Systemic lupus erythematosus (SLE) is an autoimmune condition that affects multiple organ systems. Its pathology is related to the release of antibodies that bind to normal nuclear components. For unknown reasons, in systemic lupus erythematosus, the body forms auto-antibodies against these normal molecules.
The damage in SLE occurs when these auto-antibodies bind to proteins. When this occurs, immune complexes form. These complexes get lodged in small blood vessels throughout the body wreaking havoc on whatever organ system is involved.
Systemic lupus erythematosus is a diagnosis based on clinical findings and laboratory data. Like many rheumatological and autoimmune conditions there is no single test that can rule in, or rule out the disease. A patient is likely to have SLE if at least 4 of 11 clinical and laboratory criteria are met.

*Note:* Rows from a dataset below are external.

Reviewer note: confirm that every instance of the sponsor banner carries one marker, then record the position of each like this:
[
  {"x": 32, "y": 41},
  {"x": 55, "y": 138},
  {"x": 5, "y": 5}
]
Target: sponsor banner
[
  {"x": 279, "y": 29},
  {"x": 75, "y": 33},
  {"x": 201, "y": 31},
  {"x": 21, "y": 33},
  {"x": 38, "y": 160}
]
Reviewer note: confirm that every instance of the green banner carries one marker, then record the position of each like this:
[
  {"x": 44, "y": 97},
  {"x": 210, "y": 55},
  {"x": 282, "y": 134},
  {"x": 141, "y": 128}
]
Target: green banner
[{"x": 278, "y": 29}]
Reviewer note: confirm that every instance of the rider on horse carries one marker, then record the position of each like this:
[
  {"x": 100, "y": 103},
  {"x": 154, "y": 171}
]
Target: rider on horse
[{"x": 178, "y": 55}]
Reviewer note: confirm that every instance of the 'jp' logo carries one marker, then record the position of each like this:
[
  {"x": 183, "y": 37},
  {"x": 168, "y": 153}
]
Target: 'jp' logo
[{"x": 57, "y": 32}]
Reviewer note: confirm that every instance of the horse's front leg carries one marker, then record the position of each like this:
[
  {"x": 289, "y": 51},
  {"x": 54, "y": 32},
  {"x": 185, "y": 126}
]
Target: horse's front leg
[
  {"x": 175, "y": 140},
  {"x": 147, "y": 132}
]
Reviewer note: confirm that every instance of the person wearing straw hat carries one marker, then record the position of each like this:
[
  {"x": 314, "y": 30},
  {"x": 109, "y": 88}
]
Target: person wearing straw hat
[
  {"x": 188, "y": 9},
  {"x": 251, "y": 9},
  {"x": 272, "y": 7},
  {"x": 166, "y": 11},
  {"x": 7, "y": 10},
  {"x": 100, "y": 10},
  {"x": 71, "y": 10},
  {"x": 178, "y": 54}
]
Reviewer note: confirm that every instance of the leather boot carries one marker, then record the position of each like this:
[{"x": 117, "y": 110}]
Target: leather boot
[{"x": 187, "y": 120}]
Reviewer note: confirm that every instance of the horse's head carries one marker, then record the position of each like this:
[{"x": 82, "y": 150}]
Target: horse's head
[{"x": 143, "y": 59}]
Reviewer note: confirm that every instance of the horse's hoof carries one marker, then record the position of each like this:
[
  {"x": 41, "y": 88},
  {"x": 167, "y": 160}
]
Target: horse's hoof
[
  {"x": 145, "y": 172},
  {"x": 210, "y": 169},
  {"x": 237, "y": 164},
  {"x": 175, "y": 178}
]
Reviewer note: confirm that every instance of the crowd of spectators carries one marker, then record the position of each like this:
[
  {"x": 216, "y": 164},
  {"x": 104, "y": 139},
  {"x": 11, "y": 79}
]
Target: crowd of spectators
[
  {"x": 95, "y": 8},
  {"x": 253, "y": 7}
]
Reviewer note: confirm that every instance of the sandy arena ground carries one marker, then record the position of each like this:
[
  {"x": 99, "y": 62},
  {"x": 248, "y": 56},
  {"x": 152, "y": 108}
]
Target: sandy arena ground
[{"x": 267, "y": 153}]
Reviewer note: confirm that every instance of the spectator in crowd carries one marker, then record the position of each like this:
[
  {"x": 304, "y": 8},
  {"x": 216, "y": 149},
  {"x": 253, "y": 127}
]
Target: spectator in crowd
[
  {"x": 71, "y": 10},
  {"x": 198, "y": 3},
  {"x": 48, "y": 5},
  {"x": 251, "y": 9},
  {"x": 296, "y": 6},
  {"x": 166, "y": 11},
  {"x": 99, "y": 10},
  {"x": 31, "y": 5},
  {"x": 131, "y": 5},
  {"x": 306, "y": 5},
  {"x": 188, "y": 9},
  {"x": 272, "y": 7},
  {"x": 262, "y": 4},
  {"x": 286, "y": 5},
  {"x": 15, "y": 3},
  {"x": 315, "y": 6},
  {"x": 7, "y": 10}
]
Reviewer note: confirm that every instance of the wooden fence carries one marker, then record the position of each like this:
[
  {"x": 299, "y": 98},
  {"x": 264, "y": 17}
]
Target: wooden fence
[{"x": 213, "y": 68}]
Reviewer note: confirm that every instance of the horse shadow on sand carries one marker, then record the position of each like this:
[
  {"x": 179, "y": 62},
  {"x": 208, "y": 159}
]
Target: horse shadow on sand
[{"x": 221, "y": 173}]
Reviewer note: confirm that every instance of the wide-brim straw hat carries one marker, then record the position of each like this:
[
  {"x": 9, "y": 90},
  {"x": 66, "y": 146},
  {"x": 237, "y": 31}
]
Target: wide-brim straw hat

Since systemic lupus erythematosus involves multiple organ systems the clinical presentation is highly variable. Many patients present with the classic lupus rash (aka: malar or butterfly rash seen on the cheeks). If kidney disease is present patients may present with swelling of the lower extremities or red tinged urine. If the lungs are involved, shortness of breath may be a presenting symptom. Seizures and neuro-psychiatric symptoms (depression, hallucinations, etc.) can also occur. An enlarged spleen and liver can sometimes be felt on physical exam. If patients have positive antiphospholipid antibodies they may be prone to forming blood clots; these antibodies can also cause recurrent abortions in women of childbearing years. Ultimately, the clinical signs and symptoms are highly variable and depend on the specific organ system(s) affected.
Treatment is based on medications that dampen the immune system. Steroids and non-steroidal anti-inflammatory medications are commonly used. Other immunosuppressive medications may also be used in certain patients.